Sign in or start a free trial to avail of this feature.
4. Time Series Plot
In this lesson, we will learn how to engage the TS Plot tool and how to interpret its results.
Accessing Time Series Tools
- To access time series tools in Alteryx, download the Predictive Tools add-on from this link
- The TS Plot tool provides several different graphical representations of time series data, allowing users to better understand their data before applying any forecasting methodologies
Plots Displayed in the TS Plot Tool
- The time series plot is a graphical representation of each value in the dataset
- The season plot displays data from each cycle, allowing users to instantly compare data from corresponding preiods
- The decomposition plots show the data, a seasonal trend around the mean, a long-term trend, and a remainder, or error term
- The autocorrelation function plot shows the correlation between data and the time series offset by a degree of time lag
- The partial autocorrelation function plot shows the log adjusted period-on-period difference
In the previous lesson, we started prepping our data for analysis by aggregating our sales figures into weekly periods. In this lesson, we'll take a look at the trends in our dataset by connecting a TS Plot tool and viewing the outputs to determine if our dataset is suitable for further analysis.

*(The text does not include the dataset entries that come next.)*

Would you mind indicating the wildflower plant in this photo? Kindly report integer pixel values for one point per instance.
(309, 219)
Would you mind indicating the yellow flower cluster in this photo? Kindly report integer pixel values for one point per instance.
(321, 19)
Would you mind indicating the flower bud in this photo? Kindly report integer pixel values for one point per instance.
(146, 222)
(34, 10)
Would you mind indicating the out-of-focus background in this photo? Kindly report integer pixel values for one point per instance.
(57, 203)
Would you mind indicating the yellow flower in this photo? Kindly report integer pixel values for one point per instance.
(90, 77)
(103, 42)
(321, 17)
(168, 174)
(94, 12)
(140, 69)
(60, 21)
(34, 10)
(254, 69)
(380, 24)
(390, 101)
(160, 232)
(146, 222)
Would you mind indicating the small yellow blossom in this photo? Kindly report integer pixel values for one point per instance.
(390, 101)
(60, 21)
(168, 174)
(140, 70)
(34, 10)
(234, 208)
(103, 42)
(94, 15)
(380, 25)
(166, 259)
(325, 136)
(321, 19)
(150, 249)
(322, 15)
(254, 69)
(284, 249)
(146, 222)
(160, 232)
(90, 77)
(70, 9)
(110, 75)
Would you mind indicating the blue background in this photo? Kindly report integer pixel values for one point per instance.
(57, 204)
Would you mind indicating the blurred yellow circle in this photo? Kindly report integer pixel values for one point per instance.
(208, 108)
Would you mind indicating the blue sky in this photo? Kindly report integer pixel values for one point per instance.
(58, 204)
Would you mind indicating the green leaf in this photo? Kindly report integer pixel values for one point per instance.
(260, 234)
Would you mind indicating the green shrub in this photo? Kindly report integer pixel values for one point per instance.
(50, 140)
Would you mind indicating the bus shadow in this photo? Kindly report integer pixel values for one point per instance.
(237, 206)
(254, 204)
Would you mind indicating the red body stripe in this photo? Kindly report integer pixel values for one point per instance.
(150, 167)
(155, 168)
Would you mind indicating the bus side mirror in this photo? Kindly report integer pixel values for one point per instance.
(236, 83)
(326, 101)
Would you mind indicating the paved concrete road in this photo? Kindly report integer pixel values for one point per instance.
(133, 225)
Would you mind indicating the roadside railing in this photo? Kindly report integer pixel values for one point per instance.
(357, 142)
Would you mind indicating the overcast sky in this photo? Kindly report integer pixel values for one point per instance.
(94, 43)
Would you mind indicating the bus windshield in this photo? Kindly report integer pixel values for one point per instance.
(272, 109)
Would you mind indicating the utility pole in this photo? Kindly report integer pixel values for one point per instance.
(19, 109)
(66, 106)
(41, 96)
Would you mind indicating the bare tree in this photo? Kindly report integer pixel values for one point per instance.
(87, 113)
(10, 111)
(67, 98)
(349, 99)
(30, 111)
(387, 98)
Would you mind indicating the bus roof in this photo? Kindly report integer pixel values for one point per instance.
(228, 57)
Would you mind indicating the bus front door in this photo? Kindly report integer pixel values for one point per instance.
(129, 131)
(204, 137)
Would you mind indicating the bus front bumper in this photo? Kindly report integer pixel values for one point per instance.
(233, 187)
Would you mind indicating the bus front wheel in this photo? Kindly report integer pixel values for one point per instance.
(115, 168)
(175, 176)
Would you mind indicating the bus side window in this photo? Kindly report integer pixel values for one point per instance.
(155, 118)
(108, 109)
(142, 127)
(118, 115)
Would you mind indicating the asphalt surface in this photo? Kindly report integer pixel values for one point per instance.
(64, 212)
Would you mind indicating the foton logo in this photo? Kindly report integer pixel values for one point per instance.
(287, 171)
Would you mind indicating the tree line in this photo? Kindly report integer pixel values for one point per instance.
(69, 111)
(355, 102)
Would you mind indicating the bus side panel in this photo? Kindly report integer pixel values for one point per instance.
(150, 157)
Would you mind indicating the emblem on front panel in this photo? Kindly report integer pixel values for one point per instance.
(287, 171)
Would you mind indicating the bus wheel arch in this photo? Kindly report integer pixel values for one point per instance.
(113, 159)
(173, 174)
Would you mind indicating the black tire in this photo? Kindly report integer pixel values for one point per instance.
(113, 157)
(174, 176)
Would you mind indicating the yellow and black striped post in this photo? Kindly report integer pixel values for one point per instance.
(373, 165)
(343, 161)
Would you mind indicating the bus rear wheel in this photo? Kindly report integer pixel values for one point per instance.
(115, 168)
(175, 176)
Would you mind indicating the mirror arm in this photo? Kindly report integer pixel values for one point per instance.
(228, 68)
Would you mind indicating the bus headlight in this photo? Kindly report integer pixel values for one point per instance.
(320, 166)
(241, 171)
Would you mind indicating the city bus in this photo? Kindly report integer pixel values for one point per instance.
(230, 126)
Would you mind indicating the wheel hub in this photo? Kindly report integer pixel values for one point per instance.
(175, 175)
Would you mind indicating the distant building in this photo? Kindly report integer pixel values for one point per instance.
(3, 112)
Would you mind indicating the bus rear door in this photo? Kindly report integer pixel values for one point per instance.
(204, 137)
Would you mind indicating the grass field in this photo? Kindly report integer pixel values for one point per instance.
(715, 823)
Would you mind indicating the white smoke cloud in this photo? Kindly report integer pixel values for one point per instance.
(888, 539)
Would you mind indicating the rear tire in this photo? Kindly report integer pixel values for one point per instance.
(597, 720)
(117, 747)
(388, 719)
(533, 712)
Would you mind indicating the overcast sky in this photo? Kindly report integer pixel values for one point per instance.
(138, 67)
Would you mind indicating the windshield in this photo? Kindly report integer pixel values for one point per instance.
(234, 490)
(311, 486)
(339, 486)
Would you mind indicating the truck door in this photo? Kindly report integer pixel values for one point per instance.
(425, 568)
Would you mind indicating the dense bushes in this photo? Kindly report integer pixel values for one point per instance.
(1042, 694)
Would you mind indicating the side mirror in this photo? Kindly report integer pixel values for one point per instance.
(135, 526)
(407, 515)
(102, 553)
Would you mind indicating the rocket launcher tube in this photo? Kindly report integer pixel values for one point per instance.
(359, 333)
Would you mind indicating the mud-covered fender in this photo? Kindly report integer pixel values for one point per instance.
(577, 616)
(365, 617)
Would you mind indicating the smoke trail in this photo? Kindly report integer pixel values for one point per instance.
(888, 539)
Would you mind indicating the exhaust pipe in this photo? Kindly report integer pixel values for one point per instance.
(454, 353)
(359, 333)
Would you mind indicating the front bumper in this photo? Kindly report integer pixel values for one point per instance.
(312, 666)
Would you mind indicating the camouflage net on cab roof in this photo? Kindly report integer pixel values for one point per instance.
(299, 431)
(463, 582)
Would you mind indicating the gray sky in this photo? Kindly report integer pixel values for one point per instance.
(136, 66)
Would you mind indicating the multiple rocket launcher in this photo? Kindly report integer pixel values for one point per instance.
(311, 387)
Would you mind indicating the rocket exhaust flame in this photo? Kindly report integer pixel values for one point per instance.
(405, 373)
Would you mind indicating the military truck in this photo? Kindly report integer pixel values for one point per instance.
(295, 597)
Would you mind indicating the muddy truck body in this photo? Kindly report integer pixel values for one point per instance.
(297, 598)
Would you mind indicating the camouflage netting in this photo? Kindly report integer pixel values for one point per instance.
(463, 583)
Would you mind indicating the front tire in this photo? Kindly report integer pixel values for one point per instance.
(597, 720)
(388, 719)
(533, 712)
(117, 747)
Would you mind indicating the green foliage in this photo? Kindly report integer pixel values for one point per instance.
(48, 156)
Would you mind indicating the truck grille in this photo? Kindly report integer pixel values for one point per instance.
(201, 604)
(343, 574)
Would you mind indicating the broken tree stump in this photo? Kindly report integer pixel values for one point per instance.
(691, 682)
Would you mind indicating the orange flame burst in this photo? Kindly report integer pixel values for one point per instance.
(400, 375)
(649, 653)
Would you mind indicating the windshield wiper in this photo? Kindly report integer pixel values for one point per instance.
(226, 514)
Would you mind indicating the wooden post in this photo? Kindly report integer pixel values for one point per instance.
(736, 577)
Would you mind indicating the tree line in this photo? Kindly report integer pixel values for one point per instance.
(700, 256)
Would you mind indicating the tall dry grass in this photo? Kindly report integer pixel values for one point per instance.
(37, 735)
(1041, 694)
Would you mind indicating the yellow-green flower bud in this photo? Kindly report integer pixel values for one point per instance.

Before conducting an in-depth Time Series analysis, it's advisable to begin by decomposing the dataset using the TS Plot tool.
Note that the TS Plot tool can be found in the Time Series tab.
This tab is part of the Predictive Analytics add-on that we discussed in a previous course. If you don't see the Time Series tab, you'll need to download and install the Predictive Analytics add-on. You can find a link in the lesson notes. We'll navigate to the Time Series tab and connect a TS Plot tool.
In the configuration window, we'll set the Target Field Frequency to Weekly, add all browses, and run the work flow.
Let's consider the outputs of this tool starting with the R-Report Output Node. Notice this output contains a line chart of our data. A more informative output is available from the I-Interactive Report. If we open this window, we can see that it's made up of five panels. First, we have the Time Series Plot. This is a replica of the data presented from the R-Output Node. We can see that weekly sales max out at around 60,000. The second panel presents the Time Series data at the weekly level, with each year presented in a different color. It's quite clear that weekly sales tend to peak between Week 47 through Week five in the following year. Also, note that sales consistently seem to dip around Week 31. The seasonality is quite consistent across the years, which bodes well for our modeling. On the right side of the window, we have four charts that make up the decomposition plot. This breaks the data down into it's constituent parts, starting with the data itself. We can then see a representation of the seasonal component. Notice it moves above and below the zero line, or the mean.
Next, we have the trend. This is the longer term direction of the data once the seasonality is stripped out. The fourth charts the remainder. You can think of this as the error term. It's everything that's left over that the model does not capture. Clearly, the closer the remainder is to the zero line, the more accurately the model will interpret the data. At the bottom of the TS Plot Output, we have two panels. The first is the Autocorrelation Function Plot. This looks at correlation between data points in the Time Series offset by a degree of time lag. The relationship between one observation and the observation three weeks prior is tracked across the entire dataset.
The correlation between this data is then plotted as a bar chart between positive one and negative one. Anything above 0.2 is deemed to be statistically significant. For our data, there's a statistically significant positive correlation to a time lag of about nine weeks. That is to say, if sales are rising in one week, there's a high probability they will rise for two weeks, a slightly smaller chance they will rise for three weeks, and so on all the way down to nine weeks. To the right, we have the Partial Autocorrelation function. Like the Autocorrelation function, this chart plots the relationship between values at two data points in a Time Series. However, it strips out any influence from the values between the two data points. Looking at this chart, we can see there's a statistically significant relationship for a lag of one and two periods.
This may help us refine some of the specific settings in out Time Series model later. For now, simply note that these two charts are relevant because they give an indication as to the degree of randomness in our data.
As a final step, let's put our Time Series Plot and browses in a container.
We'll name the container Time Series Plot and disable it so that our future tasks process a bit faster. Conducting a Time Series Plot of your data is a good first step before embarking on any Forecasting exercise. As we saw here, our dataset displays very strong seasonal features. There are some clear trends in the data and some positive Autocorrelation. This gives us a positive indication that our data sample may be suitable for deploying a Forecasting model. We'll commence with this analysis in our next lesson.